Quantum computing is now an engineering scaling problem and treating cancer will become like preventing cavities

Vijay Pande, a general partner at Andreessen Horowitz, sees a big shift in Quantum computing. For the last two decades, we had been trying to work out the fundamental science of quantum computing but a lot of the scientific advances are now done. It is now the time for engineering advances. The auestions about how we scale up chips, rather than how we build the fundamental devices themselves.

Pande led Rigetti Computing’s Series A round. The quantum computing company has raised nearly $70 million in venture funding. Rigetti has a full-stack operation where they create their own chips, they build their own computers, and they write their own software and applications.

Other areas of interest:

Applying machine learning to this brain-computer interface because the computer will have to understand and decode our thoughts.

Machine learning will accelerate innovation in leveraging the immune system to beat cancer. The cancer immunotherapy market is projected to reach $111.23 billion by 2021.

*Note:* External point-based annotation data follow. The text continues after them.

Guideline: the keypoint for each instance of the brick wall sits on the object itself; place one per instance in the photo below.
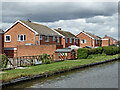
(10, 53)
(33, 50)
(19, 29)
(111, 41)
(105, 42)
(42, 42)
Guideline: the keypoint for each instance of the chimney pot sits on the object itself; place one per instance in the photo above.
(59, 28)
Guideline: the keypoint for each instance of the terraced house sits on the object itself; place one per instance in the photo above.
(88, 39)
(28, 33)
(1, 41)
(68, 38)
(111, 40)
(24, 35)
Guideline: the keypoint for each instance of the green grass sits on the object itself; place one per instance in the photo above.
(39, 69)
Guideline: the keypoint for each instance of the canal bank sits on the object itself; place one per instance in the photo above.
(47, 74)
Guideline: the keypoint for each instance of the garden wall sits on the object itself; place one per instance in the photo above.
(33, 50)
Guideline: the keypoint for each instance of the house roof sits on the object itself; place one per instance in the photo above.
(91, 35)
(66, 33)
(41, 29)
(36, 28)
(110, 38)
(94, 36)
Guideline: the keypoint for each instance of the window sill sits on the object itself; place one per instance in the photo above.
(21, 41)
(46, 41)
(7, 41)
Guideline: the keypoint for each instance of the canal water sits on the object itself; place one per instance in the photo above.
(100, 76)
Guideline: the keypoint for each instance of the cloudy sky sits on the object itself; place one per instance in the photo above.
(99, 18)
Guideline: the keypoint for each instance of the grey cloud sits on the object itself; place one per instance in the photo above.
(54, 11)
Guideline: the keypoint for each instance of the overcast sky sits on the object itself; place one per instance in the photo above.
(99, 18)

Diagnostics companies will use AI to create new tests that have much higher accuracy, much lower cost, and typically diagnose things much earlier.

Medicine will become like dentistry. Dentistry is a great example of doing things preventively. When you get an X-ray, for example, maybe you have a cavity and you just treat it. It’s not like you’re waiting until you’re 80 years old to finally see the dentist. I think in 10 years, we’ll have cancer tests such that you take them once or twice a year, find out you have early-stage cancer, take care of it early, and move on.

1 thought on “Quantum computing is now an engineering scaling problem and treating cancer will become like preventing cavities”

  1. Okay, I’m not sold on it myself and I think there are many of us, including many of us who do believe in tech singularities (small “s”), that don’t believe in The Singularity. Those who do believe in it seem to be placing it somewhere about the middle of this century or later. Wouldn’t it be a magnificent joke on the rest of us if it were real and hit us before kids currently in first grade even graduate from high school? (Assuming we were still in a laughing mood.)